Question

Solve the equation on the interval $0\le \theta \le 2\mathrm{\pi }$.

$4{\sin }^2\theta =1+4\cos \theta$

Short answer

On solving the equation, we get,

$\theta \in \left\{\frac{\mathrm{\pi }}{3},\frac{5\mathrm{\pi }}{3}\right\}$

Step-by-step solution

Step 1. Given information.

Consider the given question,

$$\begin{gathered} 4{\sin }^2\theta =1+4\cos \theta \\ 0\le \theta \le 2\mathrm{\pi } \end{gathered}$$

We know, ${\sin }^2\theta =1-{\cos }^2\theta$,

$$\begin{gathered} 4\left(1-{\cos }^2\theta \right)=1+4\cos \theta \\ 4-4{\cos }^2\theta =1+4\cos \theta \\ 4{\cos }^2\theta +4\cos \theta +3=0 \\ \left(2\cos \theta -1\right)\left(2\cos \theta +3\right)=0 \end{gathered}$$

Then,

localid="1646749506085" $$\begin{gathered} 2\cos \theta -1=0 \\ \cos \theta =\frac{1}{2} \end{gathered}$$

Also,

$$\begin{gathered} 2\cos \theta +3=0 \\ \cos \theta =-\frac{3}{2} \end{gathered}$$

This equation is invalid as cosine value must lie within the range$\left[-1,1\right]$.
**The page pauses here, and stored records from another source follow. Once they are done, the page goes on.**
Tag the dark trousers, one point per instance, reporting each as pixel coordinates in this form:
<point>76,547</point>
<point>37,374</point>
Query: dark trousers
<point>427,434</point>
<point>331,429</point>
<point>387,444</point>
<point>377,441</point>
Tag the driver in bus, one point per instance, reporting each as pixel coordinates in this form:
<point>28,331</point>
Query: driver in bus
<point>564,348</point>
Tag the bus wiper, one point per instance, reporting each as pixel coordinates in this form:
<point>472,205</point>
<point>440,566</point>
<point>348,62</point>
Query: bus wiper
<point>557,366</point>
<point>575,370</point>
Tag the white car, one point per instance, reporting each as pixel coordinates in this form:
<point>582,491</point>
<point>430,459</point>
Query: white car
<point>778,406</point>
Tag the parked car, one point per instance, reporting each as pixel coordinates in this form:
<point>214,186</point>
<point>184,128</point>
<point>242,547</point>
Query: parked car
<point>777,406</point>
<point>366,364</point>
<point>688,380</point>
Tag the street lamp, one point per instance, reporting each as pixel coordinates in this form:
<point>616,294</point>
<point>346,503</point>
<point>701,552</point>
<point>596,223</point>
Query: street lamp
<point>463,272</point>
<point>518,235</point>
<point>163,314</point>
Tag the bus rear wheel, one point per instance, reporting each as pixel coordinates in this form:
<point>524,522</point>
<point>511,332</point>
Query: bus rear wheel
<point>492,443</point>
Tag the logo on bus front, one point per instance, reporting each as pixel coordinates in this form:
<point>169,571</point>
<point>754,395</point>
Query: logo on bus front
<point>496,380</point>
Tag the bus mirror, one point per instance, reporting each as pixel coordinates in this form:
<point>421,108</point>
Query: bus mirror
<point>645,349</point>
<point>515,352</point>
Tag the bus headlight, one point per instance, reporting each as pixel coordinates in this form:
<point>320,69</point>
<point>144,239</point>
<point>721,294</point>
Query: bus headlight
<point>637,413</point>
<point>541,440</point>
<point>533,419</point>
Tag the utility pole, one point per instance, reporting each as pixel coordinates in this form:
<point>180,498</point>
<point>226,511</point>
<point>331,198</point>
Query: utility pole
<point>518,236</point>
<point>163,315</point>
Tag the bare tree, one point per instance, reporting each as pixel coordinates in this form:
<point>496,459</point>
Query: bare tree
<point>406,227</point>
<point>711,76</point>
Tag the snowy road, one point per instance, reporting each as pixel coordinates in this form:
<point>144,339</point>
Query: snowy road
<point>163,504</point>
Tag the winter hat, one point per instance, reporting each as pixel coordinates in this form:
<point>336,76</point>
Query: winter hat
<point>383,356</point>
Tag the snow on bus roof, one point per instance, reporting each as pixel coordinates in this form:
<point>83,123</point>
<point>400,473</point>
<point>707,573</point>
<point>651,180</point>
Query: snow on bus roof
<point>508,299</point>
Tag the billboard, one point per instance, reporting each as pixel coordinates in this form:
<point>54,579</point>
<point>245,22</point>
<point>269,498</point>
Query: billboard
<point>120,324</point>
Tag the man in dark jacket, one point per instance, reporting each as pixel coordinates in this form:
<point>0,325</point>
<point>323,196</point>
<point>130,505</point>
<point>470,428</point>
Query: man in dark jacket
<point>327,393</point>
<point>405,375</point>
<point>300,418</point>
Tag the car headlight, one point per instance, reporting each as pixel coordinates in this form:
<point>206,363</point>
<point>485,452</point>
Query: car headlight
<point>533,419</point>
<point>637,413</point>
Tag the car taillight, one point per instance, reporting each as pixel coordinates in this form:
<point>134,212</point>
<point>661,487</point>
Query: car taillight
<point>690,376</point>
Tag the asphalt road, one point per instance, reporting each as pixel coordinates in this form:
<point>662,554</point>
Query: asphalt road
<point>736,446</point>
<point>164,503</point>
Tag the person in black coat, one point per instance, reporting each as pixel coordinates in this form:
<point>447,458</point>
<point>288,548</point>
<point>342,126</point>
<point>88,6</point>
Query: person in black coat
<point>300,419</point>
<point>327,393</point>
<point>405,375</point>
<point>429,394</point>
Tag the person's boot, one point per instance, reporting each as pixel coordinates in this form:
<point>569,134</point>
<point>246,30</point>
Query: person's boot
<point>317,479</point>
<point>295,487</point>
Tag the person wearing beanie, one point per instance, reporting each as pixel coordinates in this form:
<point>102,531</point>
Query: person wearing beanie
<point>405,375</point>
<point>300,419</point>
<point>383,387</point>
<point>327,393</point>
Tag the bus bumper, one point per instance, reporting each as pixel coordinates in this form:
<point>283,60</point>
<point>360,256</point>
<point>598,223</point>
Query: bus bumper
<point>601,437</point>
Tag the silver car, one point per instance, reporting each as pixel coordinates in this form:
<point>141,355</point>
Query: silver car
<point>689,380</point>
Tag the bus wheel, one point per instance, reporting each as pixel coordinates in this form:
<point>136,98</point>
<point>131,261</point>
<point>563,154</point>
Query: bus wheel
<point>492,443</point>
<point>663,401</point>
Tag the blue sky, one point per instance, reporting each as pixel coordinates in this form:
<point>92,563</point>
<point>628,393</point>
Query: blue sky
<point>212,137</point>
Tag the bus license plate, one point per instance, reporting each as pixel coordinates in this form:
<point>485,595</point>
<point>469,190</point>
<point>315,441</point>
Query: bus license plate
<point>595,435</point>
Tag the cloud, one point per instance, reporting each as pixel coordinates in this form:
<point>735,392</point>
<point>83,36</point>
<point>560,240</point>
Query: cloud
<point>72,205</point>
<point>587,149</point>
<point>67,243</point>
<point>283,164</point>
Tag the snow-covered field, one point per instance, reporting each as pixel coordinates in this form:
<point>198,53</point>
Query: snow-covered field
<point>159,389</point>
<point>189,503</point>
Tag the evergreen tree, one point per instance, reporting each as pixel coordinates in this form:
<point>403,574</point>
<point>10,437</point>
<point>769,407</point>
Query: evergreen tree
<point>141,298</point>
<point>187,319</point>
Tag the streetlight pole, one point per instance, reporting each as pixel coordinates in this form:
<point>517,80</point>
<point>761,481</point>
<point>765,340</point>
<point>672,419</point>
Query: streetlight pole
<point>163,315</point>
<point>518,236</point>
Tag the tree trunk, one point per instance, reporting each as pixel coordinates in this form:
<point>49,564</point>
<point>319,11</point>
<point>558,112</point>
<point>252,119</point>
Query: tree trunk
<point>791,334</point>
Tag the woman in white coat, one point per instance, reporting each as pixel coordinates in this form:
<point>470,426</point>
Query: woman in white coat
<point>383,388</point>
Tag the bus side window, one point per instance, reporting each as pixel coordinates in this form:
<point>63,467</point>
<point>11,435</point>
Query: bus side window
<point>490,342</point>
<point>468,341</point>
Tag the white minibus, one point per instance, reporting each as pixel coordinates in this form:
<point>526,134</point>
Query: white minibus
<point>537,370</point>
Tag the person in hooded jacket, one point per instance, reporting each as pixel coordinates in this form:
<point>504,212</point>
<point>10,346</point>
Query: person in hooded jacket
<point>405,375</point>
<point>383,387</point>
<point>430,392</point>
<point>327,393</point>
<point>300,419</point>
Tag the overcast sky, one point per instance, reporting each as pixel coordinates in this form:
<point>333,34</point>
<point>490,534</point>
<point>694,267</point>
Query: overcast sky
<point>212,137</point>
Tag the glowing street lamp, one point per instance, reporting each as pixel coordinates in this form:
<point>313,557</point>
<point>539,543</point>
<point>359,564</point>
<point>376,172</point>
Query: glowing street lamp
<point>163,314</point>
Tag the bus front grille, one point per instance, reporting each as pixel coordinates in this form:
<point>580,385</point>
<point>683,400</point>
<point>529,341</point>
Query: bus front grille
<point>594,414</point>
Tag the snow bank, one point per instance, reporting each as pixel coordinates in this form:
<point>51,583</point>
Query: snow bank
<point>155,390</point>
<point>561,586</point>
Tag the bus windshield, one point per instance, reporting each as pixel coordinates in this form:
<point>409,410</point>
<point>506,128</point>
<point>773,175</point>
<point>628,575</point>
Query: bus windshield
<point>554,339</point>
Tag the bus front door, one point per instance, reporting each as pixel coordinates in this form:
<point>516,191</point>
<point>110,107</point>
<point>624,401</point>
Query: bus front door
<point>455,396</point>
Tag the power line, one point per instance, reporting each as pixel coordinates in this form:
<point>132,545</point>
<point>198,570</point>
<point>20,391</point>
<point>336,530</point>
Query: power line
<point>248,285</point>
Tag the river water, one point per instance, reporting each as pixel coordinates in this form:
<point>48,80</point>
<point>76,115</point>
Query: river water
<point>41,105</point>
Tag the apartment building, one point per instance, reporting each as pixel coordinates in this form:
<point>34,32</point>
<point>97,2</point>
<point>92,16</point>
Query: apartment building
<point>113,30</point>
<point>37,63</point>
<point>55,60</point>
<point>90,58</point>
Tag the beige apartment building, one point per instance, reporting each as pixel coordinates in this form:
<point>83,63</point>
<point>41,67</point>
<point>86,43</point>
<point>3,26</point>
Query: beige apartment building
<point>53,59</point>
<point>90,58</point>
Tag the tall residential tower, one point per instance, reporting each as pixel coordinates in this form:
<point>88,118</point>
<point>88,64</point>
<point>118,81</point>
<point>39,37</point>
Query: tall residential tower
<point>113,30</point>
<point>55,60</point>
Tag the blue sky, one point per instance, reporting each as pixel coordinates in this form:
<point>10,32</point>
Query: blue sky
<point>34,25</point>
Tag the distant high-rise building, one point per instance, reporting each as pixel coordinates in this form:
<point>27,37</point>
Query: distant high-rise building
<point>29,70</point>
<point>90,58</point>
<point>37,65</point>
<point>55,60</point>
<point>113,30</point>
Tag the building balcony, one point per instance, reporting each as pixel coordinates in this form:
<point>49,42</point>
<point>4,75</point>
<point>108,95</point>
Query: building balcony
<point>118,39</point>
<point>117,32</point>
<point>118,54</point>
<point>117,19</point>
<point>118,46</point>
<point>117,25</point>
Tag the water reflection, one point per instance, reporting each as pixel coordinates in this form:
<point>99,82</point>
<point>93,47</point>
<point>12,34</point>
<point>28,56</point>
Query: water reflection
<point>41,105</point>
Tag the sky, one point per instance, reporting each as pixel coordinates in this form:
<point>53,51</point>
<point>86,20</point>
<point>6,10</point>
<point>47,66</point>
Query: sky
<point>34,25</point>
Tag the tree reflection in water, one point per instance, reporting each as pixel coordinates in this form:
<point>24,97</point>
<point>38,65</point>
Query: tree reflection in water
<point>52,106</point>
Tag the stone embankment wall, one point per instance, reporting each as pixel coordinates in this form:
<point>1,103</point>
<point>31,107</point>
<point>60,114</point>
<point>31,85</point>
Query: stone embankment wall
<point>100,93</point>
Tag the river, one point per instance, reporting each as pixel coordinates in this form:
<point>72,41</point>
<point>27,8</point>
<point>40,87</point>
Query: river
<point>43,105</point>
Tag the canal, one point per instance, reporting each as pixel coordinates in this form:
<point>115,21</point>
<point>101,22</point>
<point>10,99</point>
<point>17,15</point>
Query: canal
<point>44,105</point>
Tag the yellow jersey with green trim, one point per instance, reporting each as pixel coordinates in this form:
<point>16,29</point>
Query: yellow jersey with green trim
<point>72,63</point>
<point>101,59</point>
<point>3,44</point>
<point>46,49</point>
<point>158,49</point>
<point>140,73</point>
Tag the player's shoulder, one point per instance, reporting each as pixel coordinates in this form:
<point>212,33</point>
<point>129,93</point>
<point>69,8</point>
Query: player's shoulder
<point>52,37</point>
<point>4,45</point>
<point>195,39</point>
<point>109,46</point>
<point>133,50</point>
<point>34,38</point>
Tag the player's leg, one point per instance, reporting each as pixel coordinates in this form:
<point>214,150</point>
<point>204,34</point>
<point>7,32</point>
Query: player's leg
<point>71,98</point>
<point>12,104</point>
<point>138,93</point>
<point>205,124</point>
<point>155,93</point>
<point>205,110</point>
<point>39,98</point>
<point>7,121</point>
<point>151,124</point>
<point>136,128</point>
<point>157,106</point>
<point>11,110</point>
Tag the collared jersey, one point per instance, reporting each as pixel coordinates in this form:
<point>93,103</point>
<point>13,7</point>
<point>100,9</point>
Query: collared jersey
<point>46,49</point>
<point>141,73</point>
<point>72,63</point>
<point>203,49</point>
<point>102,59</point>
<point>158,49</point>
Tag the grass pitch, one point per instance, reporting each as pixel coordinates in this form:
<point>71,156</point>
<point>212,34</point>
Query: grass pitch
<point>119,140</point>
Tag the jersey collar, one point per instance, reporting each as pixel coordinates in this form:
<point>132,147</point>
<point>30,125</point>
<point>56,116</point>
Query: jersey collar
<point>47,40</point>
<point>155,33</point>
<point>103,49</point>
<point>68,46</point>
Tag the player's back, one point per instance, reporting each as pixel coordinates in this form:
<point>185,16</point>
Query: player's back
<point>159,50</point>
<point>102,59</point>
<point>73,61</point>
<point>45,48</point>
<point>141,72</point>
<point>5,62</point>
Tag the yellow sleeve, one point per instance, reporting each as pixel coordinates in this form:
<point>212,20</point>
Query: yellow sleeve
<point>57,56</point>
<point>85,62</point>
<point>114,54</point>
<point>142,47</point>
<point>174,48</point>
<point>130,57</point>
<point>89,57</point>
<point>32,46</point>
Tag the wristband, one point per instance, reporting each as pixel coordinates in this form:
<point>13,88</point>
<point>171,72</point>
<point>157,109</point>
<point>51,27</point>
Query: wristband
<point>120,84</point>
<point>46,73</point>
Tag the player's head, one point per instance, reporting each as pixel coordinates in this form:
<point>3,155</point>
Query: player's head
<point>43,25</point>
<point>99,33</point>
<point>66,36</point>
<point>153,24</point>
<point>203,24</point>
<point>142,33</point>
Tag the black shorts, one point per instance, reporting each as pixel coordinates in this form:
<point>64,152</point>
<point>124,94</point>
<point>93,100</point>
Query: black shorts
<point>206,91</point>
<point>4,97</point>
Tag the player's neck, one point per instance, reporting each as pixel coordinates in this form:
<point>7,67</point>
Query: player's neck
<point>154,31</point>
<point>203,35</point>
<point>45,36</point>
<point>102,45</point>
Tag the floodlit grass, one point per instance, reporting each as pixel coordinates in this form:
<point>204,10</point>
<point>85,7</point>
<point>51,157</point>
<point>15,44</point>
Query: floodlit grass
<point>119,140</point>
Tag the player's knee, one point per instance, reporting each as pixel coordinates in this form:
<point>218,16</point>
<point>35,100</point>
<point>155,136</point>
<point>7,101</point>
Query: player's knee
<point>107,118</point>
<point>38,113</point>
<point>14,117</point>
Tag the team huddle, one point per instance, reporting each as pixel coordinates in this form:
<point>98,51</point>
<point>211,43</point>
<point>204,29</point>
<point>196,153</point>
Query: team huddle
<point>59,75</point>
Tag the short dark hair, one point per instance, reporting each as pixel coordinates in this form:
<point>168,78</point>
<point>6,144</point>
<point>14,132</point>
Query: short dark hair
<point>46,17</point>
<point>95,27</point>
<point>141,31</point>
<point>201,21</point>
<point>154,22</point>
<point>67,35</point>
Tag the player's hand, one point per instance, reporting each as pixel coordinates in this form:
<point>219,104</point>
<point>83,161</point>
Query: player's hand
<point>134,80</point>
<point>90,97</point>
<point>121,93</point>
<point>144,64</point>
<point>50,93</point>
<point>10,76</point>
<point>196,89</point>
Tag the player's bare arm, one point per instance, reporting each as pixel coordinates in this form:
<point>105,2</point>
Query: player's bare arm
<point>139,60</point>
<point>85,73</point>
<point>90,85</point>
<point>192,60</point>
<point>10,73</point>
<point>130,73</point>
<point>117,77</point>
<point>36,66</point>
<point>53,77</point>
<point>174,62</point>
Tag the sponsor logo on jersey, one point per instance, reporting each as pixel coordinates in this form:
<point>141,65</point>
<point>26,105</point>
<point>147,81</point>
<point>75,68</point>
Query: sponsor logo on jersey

Step 2. Solve the equation for the given interval.

Consider the given question,

$$\begin{gathered} \cos \theta =\frac{1}{2} \\ 0\le \theta \le 2\mathrm{\pi } \end{gathered}$$

Solving $\cos \theta =\frac{1}{2}$for the given interval,

$$\begin{gathered} \cos \theta =\frac{1}{2} \\ \theta ={\cos }^{-1}\left(\frac{1}{2}\right) \\ \theta =\frac{\mathrm{\pi }}{3},\frac{5\mathrm{\pi }}{3} \end{gathered}$$

Therefore, the solution set is $\theta \in \left\{\frac{\mathrm{\pi }}{3},\frac{5\mathrm{\pi }}{3}\right\}$.